According to the given condition, $g' = \dfrac{1}{4}g$ .
Substitute $\dfrac{{GM}}{{{R^2}}}$ for $g$ and $\dfrac{{GM}}{{{r^2}}}$ for $g'$ in the given condition to calculate the value of height.
\dfrac{{GM}}{{{r^2}}} = \dfrac{{GM}}{{4{R^2}}}\\\
\implies {r^2} = 4{R^2}\\\
$\implies r = 2R$
Now, the mechanical energy of the system is the sum of kinetic energy at potential energy of the system. According to the law of conservation of mechanical energy, the initial mechanical energy is equal to final mechanical energy.

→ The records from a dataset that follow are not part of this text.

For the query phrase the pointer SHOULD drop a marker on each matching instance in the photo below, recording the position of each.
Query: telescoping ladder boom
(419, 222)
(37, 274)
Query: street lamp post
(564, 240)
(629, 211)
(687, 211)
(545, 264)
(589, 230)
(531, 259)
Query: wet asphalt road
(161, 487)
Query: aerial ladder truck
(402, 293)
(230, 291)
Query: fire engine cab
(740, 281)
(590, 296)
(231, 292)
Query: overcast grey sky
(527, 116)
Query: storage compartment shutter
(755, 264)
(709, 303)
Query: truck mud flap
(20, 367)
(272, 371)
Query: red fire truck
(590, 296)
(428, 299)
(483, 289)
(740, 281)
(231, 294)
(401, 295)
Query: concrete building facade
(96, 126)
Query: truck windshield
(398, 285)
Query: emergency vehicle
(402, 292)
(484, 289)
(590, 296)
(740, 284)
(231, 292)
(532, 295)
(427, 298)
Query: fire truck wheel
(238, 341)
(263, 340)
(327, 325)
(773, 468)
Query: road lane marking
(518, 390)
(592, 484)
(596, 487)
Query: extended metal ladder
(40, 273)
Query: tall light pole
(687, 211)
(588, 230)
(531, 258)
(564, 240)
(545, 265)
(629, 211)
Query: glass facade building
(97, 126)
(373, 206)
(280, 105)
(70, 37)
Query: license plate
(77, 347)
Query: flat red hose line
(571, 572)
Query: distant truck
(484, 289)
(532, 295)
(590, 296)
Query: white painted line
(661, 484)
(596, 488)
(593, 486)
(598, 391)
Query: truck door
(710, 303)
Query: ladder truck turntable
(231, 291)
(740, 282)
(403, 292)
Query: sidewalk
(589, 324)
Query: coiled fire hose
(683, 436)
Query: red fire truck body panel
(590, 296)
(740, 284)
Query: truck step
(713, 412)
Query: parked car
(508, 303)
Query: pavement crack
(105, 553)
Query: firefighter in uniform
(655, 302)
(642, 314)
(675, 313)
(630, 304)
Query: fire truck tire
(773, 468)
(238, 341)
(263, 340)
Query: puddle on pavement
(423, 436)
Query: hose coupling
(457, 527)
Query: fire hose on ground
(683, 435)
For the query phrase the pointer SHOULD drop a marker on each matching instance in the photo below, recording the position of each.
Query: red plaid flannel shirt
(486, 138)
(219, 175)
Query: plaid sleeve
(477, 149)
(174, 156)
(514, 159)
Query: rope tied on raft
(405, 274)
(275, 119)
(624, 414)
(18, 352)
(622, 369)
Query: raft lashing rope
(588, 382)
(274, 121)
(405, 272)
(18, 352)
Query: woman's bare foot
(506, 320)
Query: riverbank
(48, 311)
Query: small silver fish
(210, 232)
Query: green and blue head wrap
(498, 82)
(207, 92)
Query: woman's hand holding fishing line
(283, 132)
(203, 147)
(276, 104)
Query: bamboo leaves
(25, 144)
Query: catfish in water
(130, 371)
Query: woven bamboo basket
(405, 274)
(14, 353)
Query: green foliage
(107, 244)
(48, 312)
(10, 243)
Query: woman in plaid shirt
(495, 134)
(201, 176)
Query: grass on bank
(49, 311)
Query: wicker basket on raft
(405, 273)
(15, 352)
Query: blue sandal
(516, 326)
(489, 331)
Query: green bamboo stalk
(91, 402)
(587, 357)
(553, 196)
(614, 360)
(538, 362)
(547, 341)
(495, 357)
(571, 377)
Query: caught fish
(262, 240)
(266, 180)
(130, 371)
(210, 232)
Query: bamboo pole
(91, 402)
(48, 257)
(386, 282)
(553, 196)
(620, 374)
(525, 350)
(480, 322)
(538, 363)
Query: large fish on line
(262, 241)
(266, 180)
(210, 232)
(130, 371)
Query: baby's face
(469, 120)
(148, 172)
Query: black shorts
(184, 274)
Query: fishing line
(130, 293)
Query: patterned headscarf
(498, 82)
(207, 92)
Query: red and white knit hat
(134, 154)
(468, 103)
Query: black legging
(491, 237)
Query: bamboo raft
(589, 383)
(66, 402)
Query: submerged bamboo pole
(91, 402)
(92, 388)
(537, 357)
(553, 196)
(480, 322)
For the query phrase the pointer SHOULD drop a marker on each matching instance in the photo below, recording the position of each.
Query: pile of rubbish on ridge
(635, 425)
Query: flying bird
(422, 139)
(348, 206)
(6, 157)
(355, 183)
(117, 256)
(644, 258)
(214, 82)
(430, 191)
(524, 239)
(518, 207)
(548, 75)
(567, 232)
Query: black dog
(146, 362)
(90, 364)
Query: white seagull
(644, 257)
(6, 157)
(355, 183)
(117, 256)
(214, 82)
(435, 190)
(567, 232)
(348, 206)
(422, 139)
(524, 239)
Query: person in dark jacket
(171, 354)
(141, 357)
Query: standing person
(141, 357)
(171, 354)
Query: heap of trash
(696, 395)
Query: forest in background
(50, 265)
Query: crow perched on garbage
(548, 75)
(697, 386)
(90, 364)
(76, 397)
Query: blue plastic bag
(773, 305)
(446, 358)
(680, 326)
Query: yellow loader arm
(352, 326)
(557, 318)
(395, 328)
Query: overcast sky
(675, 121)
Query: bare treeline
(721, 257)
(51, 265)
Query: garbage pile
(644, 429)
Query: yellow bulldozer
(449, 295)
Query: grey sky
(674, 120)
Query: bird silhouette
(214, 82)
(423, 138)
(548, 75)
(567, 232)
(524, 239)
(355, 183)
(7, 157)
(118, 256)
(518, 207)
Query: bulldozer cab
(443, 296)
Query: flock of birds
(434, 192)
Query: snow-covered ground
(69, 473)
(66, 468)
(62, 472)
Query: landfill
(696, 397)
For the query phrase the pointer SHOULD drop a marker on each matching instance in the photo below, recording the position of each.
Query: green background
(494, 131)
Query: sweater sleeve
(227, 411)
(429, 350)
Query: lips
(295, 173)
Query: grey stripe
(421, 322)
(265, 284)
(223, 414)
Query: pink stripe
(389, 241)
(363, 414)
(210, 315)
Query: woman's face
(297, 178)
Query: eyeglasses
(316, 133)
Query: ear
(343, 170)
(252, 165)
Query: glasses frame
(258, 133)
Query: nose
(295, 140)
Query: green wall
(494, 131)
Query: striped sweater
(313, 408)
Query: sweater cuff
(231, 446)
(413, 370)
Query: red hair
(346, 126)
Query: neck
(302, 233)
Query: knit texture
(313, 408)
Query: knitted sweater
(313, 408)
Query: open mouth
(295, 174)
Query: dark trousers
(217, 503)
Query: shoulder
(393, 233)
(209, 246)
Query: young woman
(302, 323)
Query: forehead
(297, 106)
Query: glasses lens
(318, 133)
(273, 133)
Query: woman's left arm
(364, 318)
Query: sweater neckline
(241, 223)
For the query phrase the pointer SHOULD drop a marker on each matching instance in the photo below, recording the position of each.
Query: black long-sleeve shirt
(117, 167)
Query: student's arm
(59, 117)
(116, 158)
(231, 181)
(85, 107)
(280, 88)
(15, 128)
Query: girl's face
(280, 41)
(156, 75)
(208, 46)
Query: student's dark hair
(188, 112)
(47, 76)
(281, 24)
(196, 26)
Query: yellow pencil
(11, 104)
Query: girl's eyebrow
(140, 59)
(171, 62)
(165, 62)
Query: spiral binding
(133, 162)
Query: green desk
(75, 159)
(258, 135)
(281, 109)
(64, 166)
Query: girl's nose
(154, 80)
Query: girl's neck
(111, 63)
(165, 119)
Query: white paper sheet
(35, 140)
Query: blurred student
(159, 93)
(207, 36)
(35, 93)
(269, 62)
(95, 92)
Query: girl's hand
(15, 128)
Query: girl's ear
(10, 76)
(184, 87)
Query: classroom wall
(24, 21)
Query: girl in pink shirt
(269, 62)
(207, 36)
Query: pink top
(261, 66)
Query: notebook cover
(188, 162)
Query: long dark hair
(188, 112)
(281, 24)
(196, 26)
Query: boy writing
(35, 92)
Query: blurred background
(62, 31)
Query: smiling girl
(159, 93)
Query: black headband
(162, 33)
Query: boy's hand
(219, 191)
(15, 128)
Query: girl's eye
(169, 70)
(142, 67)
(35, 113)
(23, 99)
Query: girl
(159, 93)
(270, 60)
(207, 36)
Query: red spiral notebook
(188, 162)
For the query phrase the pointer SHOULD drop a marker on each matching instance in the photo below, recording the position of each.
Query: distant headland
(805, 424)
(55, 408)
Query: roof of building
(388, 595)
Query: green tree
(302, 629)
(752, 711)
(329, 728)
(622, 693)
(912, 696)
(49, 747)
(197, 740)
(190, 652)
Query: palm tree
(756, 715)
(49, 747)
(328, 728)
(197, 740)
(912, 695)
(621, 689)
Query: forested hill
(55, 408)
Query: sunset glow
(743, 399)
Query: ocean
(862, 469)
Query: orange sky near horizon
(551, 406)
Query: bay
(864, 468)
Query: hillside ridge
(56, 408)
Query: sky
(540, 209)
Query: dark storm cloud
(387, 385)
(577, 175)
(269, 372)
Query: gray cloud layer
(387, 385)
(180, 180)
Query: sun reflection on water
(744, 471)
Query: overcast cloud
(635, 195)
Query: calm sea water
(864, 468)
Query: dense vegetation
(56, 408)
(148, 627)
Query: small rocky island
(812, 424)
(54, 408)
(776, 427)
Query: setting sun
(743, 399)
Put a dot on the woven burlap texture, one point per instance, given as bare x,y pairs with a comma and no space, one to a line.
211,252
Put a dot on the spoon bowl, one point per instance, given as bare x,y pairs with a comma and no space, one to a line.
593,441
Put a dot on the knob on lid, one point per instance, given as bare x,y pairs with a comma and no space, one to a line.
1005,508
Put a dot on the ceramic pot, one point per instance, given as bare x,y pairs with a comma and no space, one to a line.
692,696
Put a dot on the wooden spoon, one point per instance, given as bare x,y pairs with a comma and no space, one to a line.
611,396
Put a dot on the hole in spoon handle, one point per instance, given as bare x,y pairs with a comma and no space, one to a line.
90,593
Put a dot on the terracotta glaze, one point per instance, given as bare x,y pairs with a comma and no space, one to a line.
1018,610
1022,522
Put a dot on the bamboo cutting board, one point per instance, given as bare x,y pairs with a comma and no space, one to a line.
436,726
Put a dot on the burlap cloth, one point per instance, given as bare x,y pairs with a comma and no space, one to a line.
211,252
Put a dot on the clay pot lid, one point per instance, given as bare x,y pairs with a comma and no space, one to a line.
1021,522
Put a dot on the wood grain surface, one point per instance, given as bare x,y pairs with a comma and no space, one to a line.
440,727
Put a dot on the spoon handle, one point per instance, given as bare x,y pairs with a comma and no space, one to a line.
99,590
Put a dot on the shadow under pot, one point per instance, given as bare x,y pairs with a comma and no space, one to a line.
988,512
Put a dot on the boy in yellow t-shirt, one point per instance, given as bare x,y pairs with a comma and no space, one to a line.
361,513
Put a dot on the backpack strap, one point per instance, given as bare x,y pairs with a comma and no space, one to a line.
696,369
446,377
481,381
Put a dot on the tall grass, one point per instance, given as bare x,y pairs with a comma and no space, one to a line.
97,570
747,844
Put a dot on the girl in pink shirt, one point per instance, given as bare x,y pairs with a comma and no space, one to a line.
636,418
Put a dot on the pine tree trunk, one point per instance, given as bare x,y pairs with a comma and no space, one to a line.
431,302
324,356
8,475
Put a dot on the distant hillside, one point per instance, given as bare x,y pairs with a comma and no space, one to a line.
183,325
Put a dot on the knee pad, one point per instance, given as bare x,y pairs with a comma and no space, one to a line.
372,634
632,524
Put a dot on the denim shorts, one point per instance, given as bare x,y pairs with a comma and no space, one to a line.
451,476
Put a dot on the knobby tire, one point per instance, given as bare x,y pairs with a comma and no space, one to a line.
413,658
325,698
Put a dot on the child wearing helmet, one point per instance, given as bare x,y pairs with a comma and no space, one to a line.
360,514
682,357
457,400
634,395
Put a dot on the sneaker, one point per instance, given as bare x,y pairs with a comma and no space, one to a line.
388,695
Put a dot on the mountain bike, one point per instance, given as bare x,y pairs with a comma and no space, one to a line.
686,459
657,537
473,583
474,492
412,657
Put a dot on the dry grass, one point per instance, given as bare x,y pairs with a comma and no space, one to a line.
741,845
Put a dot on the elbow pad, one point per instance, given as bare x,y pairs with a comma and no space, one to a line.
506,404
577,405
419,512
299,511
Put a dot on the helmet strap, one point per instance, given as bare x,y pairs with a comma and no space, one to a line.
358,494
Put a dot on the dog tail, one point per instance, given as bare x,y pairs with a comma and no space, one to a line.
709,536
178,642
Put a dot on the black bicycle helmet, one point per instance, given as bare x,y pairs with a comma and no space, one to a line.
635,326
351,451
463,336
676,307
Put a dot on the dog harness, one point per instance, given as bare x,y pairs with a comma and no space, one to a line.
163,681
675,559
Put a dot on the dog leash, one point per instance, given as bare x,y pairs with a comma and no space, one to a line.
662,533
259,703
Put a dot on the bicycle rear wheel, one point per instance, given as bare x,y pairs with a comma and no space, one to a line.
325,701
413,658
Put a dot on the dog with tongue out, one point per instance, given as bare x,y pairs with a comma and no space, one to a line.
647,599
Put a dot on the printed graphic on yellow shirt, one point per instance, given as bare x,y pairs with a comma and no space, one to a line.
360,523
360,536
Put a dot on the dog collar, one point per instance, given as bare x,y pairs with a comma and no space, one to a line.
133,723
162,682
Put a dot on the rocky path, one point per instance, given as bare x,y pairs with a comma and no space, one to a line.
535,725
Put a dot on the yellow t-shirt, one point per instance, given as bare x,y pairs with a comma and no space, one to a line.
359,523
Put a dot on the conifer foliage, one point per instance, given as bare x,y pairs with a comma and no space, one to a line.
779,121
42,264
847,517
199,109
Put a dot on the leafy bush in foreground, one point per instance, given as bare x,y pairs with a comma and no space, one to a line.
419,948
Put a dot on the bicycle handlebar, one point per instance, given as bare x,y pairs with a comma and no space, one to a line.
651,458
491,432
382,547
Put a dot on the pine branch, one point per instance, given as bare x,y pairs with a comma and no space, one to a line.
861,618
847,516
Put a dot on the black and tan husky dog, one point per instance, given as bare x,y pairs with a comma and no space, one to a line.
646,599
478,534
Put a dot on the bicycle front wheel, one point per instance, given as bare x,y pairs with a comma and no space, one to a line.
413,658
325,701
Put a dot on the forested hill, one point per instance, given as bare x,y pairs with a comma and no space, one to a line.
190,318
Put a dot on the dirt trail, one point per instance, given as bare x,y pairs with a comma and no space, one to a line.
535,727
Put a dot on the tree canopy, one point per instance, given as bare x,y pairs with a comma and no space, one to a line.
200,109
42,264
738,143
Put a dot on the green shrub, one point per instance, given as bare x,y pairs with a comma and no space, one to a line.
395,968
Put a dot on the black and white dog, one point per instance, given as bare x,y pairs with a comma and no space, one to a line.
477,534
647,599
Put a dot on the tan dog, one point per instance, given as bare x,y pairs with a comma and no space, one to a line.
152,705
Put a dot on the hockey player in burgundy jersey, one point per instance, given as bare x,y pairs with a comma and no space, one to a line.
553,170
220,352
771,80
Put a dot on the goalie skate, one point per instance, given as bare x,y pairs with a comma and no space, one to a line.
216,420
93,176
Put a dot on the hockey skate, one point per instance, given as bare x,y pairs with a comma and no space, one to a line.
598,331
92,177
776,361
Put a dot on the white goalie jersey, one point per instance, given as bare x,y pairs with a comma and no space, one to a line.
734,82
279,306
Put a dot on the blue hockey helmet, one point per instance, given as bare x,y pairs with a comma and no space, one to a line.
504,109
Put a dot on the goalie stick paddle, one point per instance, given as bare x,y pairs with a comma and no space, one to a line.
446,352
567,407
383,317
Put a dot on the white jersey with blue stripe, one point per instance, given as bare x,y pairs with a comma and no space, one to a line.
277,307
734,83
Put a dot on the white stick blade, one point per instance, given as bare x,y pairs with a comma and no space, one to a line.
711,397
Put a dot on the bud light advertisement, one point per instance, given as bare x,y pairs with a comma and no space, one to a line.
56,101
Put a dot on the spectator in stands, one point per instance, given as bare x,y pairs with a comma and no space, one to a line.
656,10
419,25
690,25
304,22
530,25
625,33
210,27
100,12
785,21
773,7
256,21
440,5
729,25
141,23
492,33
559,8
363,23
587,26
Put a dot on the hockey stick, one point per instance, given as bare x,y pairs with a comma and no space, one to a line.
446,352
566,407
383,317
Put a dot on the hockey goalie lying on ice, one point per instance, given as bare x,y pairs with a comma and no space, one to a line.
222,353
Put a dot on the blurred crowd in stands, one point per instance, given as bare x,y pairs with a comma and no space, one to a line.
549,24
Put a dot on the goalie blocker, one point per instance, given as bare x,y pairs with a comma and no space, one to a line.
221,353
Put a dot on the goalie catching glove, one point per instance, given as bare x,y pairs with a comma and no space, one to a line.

The initial mechanical energy of the bullet is ${U_i} = - \dfrac{{GMm}}{R}$ where, ${U_i}$ is the initial potential energy and $m$ is the mass of the bullet.
The initial kinetic energy of the bullet is ${K_i} = \dfrac{1}{2}m{v^2}$ where, ${K_i}$ is the initial kinetic energy, $v$ is the velocity of the bullet.
The final potential energy of the bullet is ${U_f} = - \dfrac{{GMm}}{r}$ where, ${U_f}$ is the final potential energy.
The final kinetic energy of the bullet is zero because the velocity at the maximum height is always zero.
According to the conservation of mechanical energy, ${U_i} + {K_i} = {U_f} + {K_f}$.
Substitute $- \dfrac{{GMm}}{R}$ for ${U_i}$ , $\dfrac{1}{2}m{v^2}$ for ${K_i}$, $- \dfrac{{GMm}}{r}$ for ${U_f}$ and $0$for${K_f}$ in the condition of conservation of energy.
- \dfrac{{GMm}}{R} + \dfrac{1}{2}m{v^2} = - \dfrac{{GMm}}{r} + 0\\\
\implies \dfrac{1}{2}m{v^2} = - \dfrac{{GMm}}{r} + \dfrac{{GMm}}{R}\\\
$\implies \dfrac{1}{2}{v^2} = - \dfrac{{GM}}{r} + \dfrac{{GM}}{R}$
Substitute$2R$ for $r$ in the above equation to calculate the velocity of the bullet.
\implies \dfrac{1}{2}{v^2} = - \dfrac{{GM}}{{2R}} + \dfrac{{GM}}{R}\\\
\implies \dfrac{1}{2}{v^2} = \dfrac{{GM}}{{2R}}\\\\{v^2} = \dfrac{{GM}}{R}\\\
$\implies v = \sqrt {\dfrac{{GM}}{R}}$
The formula to calculate the escape velocity of the planet is ${v_{esc}} = \sqrt {\dfrac{{2GM}}{R}}$ where ${v_{esc}}$ is the escape velocity of the planet.
Substitute $v$for$\sqrt {\dfrac{{GM}}{R}}$ in the formula and compare it with the equation ${v_{esc}} = v\sqrt N$ to calculate the value of $N$.
${v_{esc}} = v\sqrt 2$
Thus, the value of $N$ is equal to $2$.

Note:
The mechanical energy always consists of both gravitational and kinetic energy of the system. Calculate the velocity of the bullet and substitute its value in escape velocity to calculate the value of $N$